I came to classical music via folk. Much of what I like is early and Baroque with some of the later folk oriented composers such as Greig and Bartók.

Just came across a fascinating article (via a folk site) on how classical players can "unlock their inner fiddler" - https://www.thestrad.com/playing-an...ts-to-unlock-their-inner-fiddler/9350.article

Any thoughts?


----------



## senza sordino

An interesting article. I always look at Strad magazine online, and occasionally buy a physical copy of the magazine. I hadn't come across this article before. Thanks for sharing. It was very informative.
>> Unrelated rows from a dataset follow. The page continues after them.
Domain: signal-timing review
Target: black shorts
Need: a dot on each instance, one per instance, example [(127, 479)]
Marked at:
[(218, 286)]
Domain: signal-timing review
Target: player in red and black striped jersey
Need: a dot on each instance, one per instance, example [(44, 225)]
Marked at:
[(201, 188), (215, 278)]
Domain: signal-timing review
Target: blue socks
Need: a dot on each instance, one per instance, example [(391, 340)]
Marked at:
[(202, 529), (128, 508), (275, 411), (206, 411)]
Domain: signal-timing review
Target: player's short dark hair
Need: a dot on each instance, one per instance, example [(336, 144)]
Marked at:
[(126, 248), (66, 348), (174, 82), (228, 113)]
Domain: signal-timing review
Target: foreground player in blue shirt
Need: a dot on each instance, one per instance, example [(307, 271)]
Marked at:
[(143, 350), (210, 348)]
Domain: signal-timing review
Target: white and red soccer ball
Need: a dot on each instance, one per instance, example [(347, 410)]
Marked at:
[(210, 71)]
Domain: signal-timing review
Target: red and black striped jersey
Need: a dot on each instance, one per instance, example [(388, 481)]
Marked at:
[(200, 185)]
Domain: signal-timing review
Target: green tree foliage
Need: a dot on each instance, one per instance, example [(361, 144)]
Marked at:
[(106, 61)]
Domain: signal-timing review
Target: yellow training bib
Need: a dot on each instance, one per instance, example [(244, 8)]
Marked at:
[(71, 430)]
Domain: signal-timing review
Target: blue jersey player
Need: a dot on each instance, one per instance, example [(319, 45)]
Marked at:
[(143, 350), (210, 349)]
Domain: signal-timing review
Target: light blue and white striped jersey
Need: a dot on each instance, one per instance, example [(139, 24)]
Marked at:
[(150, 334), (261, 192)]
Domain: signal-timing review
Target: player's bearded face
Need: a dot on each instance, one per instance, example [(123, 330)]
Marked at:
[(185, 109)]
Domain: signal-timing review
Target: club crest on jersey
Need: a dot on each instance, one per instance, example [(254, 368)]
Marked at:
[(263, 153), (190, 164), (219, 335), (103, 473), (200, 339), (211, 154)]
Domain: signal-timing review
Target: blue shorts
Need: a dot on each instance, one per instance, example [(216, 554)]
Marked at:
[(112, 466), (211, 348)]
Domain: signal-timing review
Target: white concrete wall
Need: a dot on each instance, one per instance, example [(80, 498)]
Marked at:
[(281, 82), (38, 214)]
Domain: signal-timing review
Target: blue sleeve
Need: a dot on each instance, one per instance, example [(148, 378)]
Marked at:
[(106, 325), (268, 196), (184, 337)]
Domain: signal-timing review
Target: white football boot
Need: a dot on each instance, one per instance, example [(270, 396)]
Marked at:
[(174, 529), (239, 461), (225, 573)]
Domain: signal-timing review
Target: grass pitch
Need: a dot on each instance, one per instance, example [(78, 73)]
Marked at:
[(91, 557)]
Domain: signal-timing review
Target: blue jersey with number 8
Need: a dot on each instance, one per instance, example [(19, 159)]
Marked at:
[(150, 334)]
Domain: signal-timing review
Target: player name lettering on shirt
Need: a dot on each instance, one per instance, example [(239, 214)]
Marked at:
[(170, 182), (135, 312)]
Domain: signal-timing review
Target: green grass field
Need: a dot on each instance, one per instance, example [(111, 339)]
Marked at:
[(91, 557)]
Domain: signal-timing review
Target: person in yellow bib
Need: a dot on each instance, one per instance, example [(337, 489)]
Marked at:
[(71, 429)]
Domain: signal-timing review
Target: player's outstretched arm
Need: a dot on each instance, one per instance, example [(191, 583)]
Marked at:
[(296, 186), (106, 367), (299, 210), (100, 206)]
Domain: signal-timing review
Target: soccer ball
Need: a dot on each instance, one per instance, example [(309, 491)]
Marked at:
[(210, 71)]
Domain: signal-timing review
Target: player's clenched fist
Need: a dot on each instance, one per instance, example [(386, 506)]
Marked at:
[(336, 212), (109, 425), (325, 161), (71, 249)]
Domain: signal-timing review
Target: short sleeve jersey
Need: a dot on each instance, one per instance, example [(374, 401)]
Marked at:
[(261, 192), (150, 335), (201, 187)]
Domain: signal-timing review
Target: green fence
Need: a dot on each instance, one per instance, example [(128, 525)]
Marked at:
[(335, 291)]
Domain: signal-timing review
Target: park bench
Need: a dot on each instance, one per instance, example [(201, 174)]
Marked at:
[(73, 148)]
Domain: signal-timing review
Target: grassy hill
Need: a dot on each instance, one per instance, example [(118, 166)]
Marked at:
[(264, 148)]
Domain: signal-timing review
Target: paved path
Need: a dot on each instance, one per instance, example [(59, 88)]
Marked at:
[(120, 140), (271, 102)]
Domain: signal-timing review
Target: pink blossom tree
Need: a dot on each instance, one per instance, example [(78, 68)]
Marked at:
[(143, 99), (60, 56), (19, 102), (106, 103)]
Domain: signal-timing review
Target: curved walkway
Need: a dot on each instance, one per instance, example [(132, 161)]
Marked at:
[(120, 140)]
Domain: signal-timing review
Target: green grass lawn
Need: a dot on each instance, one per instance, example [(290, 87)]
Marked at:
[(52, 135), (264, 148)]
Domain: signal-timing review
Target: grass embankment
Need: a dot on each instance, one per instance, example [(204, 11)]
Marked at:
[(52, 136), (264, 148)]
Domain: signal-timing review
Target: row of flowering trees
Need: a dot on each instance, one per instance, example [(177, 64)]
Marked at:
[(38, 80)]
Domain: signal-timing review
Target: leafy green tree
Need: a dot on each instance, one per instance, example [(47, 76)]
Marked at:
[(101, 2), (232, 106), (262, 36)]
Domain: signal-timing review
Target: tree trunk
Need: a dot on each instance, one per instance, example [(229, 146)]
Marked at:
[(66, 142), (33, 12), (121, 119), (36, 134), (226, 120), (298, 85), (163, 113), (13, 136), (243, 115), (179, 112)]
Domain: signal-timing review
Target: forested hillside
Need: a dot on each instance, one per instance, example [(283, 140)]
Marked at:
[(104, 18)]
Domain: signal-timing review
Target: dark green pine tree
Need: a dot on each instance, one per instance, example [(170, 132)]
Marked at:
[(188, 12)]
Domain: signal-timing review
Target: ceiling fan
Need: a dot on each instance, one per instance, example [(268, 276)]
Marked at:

I know that many classical players, and I count myself in this group, are glued to the written page of notes. I am playing the violin, not so much playing the guitar. I never went to music school so I can't comment too much here. Listening and memorizing a piece of music without looking at a score is something classical players do all to infrequently. (They don't do enough of it)

A few months ago, I had the chance to watch a class of teenage violin players and a teacher in a one hour group lesson, a one off lesson. The teacher would play a phrase and the students would have to play it back. This was done by listening only, no written music. Eventually the teenage students got enough notes memorized to play a simple round, one half start, then the second half begin the same phrase later. It sounded pretty good. And the amazing thing is that it was in tune all the time. No intonation problems. 

Sometimes, especially for beginners, the note you hear and play can be different from the note you read and the note you play.


----------



## Clouds Weep Snowflakes

Rimsky-Korsakov also used a lot of Russian folk in his music.


----------



## waldhoerer

Hi, I'm playing classical violin in non-professional orchestras for a long time, then I joined a folk-group.
Its really difficult at the beginning not to have a score... so you have to get used to it... But it was a great experience!


----------



## Brazing

Very interesting and handy article. Thanks for sharing it with us


----------